Lehkonen then gave the Canadiens even more breathing room by scoring from close range.
The one bright spot of the first 40 minutes was the goal by Farabee, who was briefly assigned to the Phantoms on Wednesday in a technical salary move to allow Lyon to be brought up from Allentown.
Farabee scored off a Connor Bunnaman rebound when Price couldn’t control the bouncing puck.
“The puck kind of came out to me and I knew there was a lot of traffic and I knew their goalie was probably going to be sliding so that’s why I tried to go five-hole,’’ Farabee said. “It was a good play, ‘Pits’ (Tyler Pitlick) and ‘Bunns’ (Bunnaman) were right in front of the net, too, so that definitely helped.”
Farabee agreed with his teammates that a letdown was almost unavoidable.
“It’s tough,’’ he said. “You know you play these top teams, you get so emotionally involved.
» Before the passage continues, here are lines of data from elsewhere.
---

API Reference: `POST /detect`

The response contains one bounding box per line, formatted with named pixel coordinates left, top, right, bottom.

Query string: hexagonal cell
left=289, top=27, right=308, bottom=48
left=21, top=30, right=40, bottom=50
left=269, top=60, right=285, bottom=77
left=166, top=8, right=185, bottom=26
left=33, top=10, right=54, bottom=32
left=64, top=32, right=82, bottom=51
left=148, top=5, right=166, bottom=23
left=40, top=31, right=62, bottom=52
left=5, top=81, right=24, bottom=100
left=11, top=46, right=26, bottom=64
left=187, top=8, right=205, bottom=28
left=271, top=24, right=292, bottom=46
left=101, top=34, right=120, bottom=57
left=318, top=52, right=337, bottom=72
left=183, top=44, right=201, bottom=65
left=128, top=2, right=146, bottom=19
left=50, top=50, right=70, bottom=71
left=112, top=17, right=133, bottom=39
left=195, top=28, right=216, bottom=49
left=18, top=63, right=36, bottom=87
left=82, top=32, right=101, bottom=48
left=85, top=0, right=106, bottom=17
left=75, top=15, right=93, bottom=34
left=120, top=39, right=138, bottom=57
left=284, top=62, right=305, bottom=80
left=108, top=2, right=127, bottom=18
Then you come back, this is a big game but the flight and so forth definitely takes a toll.
“I think we had definitely more to offer that game. At the end of the day, we need a better effort.’’
The Flyers managed to unleash 19 shots in the second period but Price appeared to have everything under control.
In the third, Kovalchuk unloaded a rocket from the slot to make it 4-1.
Lyon said he had to do a better job on that two-goal salvo early in the second period that broke the game open.
“I thought my brain fell asleep a little bit in the second (period) there for about five minutes,’’ he said. “That was a real dagger. But good learning experience. Just going to try to build momentum, confidence moving forward.’’
Coach Alain Vigneault wasn’t having any talk of letdowns. He noted every team in the NHL is capable of beating another. You can’t take opponents, no matter who they are, too lightly.
“These are big games,’’ he said. “There’s almost nothing separating teams. Tonight it’s a couple plays. . .I understand emotionally, but points are the same. Last night’s game was worth two points, tonight was worth two. You have to get up for it, you have to get yourself ready. It’s going to be a battle.’’
Philadelphia is now 4-4-2 in the second half of back-to-backs. . .The Flyers entered the game 13-1-1 in their last 15 home games against Montreal.